I believe that Scrooge's living conditions emphasises his loneliness and symbolises Scrooge's repayment for the way he mistreats the poor. Dickens mentions that the house had once belong to his deceased partner, who was Marley. This helps the appearance of Marley ghost seem more realistic.
The image of his dark and dismal house also helps to contribute to the understanding of Scrooge's unhappiness.
Dickens use of job descriptions of the poor helps contribute to his comparison between the rich and the poor. Dickens writes about how the poor who" …ran about with flaring links, proffering their services to go before horses in carriages and conduct them on their way." Dickens describes the poor forced to earn money by doing poor jobs for the rich.
And the poor are doing this to make the rich peoples lives easier. This makes the rich look self-centred, and is just another way of making the rich look worst than they actually are. The jobs that he describes help to contribute to the atrocious atmospheric nature that the poor are described in. Bob Crachit jobs is a good example of Dickens making the jobs the poor have seem worst then they actually are. Bob Crachit works inside an office unlike some poor people who have to bear with the cold outside.

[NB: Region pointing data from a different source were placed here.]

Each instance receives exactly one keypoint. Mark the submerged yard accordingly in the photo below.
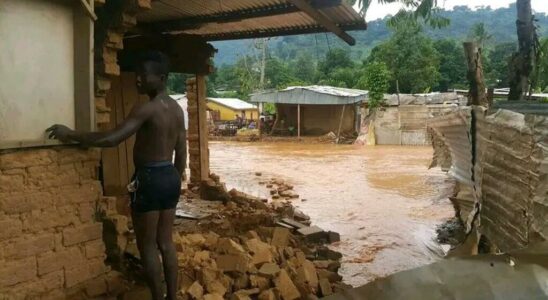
(383, 200)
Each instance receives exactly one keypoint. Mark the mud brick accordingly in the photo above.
(96, 287)
(29, 246)
(293, 223)
(313, 234)
(196, 291)
(280, 237)
(213, 297)
(76, 275)
(86, 212)
(72, 155)
(10, 227)
(27, 158)
(144, 4)
(268, 295)
(228, 246)
(53, 261)
(95, 249)
(307, 273)
(12, 183)
(269, 270)
(287, 288)
(75, 194)
(120, 223)
(17, 271)
(101, 86)
(40, 220)
(325, 287)
(97, 267)
(115, 282)
(114, 37)
(19, 171)
(102, 117)
(262, 252)
(231, 262)
(82, 234)
(101, 105)
(128, 20)
(110, 68)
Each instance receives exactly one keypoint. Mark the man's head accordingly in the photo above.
(152, 72)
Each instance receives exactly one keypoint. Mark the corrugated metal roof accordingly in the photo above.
(233, 103)
(314, 94)
(205, 18)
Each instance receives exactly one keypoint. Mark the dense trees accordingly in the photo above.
(416, 59)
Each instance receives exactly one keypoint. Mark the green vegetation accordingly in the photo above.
(404, 56)
(376, 80)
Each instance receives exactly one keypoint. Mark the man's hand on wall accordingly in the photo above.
(60, 132)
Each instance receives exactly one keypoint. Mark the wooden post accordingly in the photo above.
(299, 121)
(202, 126)
(260, 109)
(340, 124)
(476, 95)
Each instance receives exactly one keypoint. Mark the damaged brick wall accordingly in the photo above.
(51, 242)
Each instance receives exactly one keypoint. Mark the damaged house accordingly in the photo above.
(70, 62)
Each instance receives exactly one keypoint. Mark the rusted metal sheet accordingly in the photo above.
(517, 275)
(501, 161)
(454, 129)
(512, 181)
(295, 22)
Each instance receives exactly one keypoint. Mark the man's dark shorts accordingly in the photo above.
(157, 187)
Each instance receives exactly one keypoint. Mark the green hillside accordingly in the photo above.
(500, 23)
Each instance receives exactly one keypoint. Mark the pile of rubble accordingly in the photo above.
(279, 190)
(265, 264)
(247, 248)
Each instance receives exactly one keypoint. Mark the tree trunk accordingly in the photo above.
(522, 62)
(263, 63)
(476, 94)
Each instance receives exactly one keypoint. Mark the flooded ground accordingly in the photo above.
(383, 200)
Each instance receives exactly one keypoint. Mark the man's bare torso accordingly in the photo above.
(157, 137)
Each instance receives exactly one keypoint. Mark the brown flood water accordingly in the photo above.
(383, 200)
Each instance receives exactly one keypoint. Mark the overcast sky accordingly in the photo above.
(380, 10)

Even though Bob is inside Dickens still describes him in poor conditions, such as only possessing "one coal" by just describing the elements of the cold affecting Bob, makes his job seem a lot worse than it actually is.
In conclusion I believe one of Dickens mane objectives of this story was the make the rich self reflect and self recognise their actions in society to day. I think Dickens was successful in doing this because he is constantly forcing the reader towards formulating a moral judgement by projecting a lonely mean image of Scrooge and therefore awakening a social conscience. The reader knows Scrooge is unhappy because of the way Dickens describes the way Scrooge treats people. His use of language, many adjective words, and the situations in which he situates the poor in using jobs, buildings, weather and the time of year helps force the reader towards formulating a moral judgement. I enjoyed reading the book very much because of his descriptive language, which helps your mind to think of detailed images that Dickens is trying to describe.
I think Dickens was very successful in changing rich peoples views for the better, even though his story is fiction, many facts are written about the poor, which helps us get more of a social conscience and understanding of the life they live.